Reccurent trauma-induced aphthous stomatitis in adjustment disorder patients

Background: Adjustment disorder is a temporary psychological condition related to emotional responses or behaviour in reaction to stress resulting from certain changes in a specific period of an individual’s life yet which does not significantly affect his/her daily life. Recurrent aphthous stomatitis (RAS) constitutes recurrent inflammation of the oral mucosa, in the form of an ulcer, frequently associated with psychological stress. Occasionally, a patient does not realise that she/he is suffering from a psychological disorder until the emergence of clinical symptoms, among them recurrent ulcers the causes of which are unknown.

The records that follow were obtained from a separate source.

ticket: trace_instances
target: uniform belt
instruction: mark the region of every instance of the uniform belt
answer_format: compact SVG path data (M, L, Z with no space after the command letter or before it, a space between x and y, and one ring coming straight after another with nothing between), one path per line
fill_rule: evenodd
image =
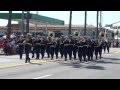
M68 46L69 44L65 44L64 46Z
M50 47L55 47L55 46L50 46Z
M73 45L73 44L69 44L69 45Z
M40 45L40 43L36 43L36 45Z
M83 46L88 46L88 45L83 45Z
M83 46L78 46L78 47L83 47Z

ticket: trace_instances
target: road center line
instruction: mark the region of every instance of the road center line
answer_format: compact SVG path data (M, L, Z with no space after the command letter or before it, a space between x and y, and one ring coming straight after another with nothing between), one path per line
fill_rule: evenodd
M49 77L51 76L52 74L48 74L48 75L44 75L44 76L41 76L41 77L37 77L37 78L33 78L33 79L41 79L41 78L44 78L44 77Z

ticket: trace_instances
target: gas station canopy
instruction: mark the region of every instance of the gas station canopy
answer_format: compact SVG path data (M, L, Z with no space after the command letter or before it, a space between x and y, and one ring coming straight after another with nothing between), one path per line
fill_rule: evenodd
M9 13L0 13L0 19L8 19L8 14ZM42 15L36 15L36 14L29 14L29 19L30 19L30 23L35 24L37 22L37 24L51 24L51 25L64 25L64 21L63 20L59 20L59 19L55 19L55 18L50 18L50 17L46 17L46 16L42 16ZM24 13L24 22L26 21L26 16L27 14ZM22 13L12 13L12 21L18 21L21 22L22 19Z

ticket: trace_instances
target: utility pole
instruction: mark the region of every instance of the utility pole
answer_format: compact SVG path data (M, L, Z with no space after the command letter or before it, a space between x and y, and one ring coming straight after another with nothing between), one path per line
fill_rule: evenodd
M98 39L98 36L99 36L99 30L98 30L99 11L97 11L96 21L97 21L97 22L96 22L96 23L97 23L96 38Z
M36 22L35 22L35 38L37 38L37 15L38 15L38 11L36 12Z
M26 33L29 33L29 18L30 18L30 11L27 11L27 24L26 24Z
M24 35L24 11L22 11L21 34Z
M70 19L69 19L69 36L71 35L71 23L72 23L72 11L70 11Z
M9 11L8 14L8 28L7 28L7 39L10 39L11 34L11 19L12 19L12 11Z
M86 26L87 26L87 11L85 11L84 36L86 36Z

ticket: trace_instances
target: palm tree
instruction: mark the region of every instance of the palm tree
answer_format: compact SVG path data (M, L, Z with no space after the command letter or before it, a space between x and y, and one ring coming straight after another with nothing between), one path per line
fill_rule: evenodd
M10 39L10 34L11 34L11 19L12 19L12 11L9 11L9 13L8 13L7 39Z
M84 36L86 35L87 11L85 11Z
M72 11L70 11L70 19L69 19L69 36L71 35L71 23L72 23Z

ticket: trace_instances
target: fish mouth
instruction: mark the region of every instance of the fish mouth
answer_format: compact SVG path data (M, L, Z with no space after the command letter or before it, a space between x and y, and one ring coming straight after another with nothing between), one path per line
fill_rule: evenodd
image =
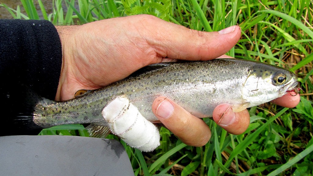
M291 82L290 82L291 83ZM295 89L296 89L296 87L298 85L298 82L297 81L295 81L286 90L286 92L288 92L288 91L290 91L292 90L294 90Z

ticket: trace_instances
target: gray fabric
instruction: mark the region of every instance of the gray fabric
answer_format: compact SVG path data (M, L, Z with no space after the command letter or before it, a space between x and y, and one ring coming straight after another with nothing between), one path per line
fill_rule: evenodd
M118 141L60 136L0 137L0 171L8 176L134 175Z

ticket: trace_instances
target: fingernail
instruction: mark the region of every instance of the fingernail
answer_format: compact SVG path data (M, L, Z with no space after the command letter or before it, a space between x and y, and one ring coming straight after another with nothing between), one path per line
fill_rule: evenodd
M227 28L225 28L223 29L222 29L219 31L218 33L221 34L227 34L233 32L235 30L235 28L236 26L233 26L230 27L228 27Z
M159 117L167 119L169 117L174 111L174 107L168 100L165 100L160 103L156 108L156 115Z
M218 124L223 126L228 126L232 124L235 121L236 114L233 112L231 108L229 107L222 115L218 121Z

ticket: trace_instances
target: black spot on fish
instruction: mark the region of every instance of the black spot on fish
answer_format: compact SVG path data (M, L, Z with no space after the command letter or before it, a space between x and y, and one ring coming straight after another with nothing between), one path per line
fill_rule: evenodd
M97 116L99 115L99 113L96 111L93 111L91 112L91 114L94 116Z

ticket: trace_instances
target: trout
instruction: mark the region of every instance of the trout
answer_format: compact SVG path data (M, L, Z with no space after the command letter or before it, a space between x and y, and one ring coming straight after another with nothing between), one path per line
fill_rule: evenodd
M157 122L151 105L159 96L172 100L198 117L210 117L219 104L231 104L234 111L239 112L281 97L298 84L295 74L285 69L234 59L164 63L138 72L69 101L39 97L31 115L18 118L41 128L90 123L91 133L101 133L91 136L104 137L110 131L101 111L117 97L129 100L147 120Z

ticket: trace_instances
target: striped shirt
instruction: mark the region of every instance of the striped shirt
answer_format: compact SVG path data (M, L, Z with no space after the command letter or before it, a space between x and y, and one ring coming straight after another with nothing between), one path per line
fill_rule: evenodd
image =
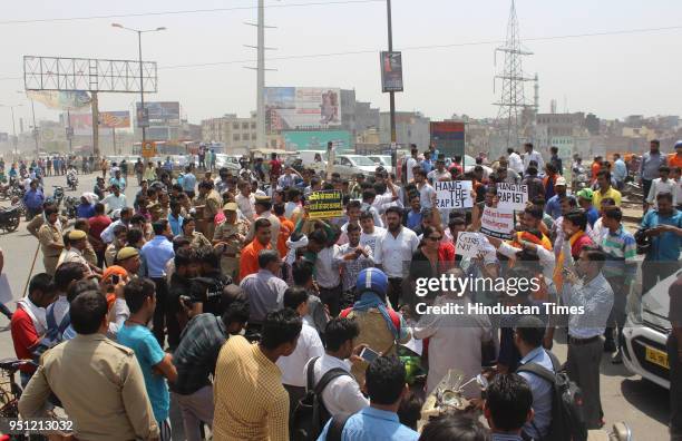
M241 335L223 345L215 369L213 438L289 440L289 394L282 374Z
M615 233L605 229L600 245L607 255L603 268L604 276L617 277L625 274L626 278L633 280L636 272L635 257L637 255L637 244L634 236L621 225Z

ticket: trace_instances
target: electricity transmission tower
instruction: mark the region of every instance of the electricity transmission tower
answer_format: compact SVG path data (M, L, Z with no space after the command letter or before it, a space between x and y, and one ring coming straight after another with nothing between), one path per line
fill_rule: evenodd
M526 104L524 84L534 80L534 78L524 77L523 57L530 56L533 52L522 49L514 0L512 0L509 21L507 22L507 38L504 46L495 49L496 59L497 52L503 52L505 56L504 70L495 76L496 80L500 79L503 81L501 96L499 101L495 102L496 106L499 106L497 128L503 135L506 148L516 149L519 148L520 137L525 129L523 112L524 109L529 107Z

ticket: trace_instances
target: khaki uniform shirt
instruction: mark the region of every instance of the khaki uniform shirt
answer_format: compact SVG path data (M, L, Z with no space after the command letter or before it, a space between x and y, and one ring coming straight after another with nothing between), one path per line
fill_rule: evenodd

Purpose: This article presents a case of adjustment disorder diagnosed from symptoms observable in the oral cavity. Case: The case involved a 21-year-old student who presented with the symptoms of large, painful ulcers on her tongue, the inside of her cheek, and the floor of her mouth. These symptoms had been observable for one month but remained untreated. The patient only ate once a day or even once every two days. An introverted personality, she did not associate with other people. Case management: The procedure covered anamnesis, clinical examination, blood laboratory tests, total immunoglobulin E (IgE), an Antinuclear Antibody (ANA) test, bacterial and fungal culture in ulcus, questionnaire screening on psychological disorders, cortisol level examination and referral to a psychiatrist. Symptomatic therapy administered to the patient led to recovery of the ulcer in 29 days. Conclusion: RAS can be triggered by psychological stress which induces changes in the immune system and oral mucosa tissue.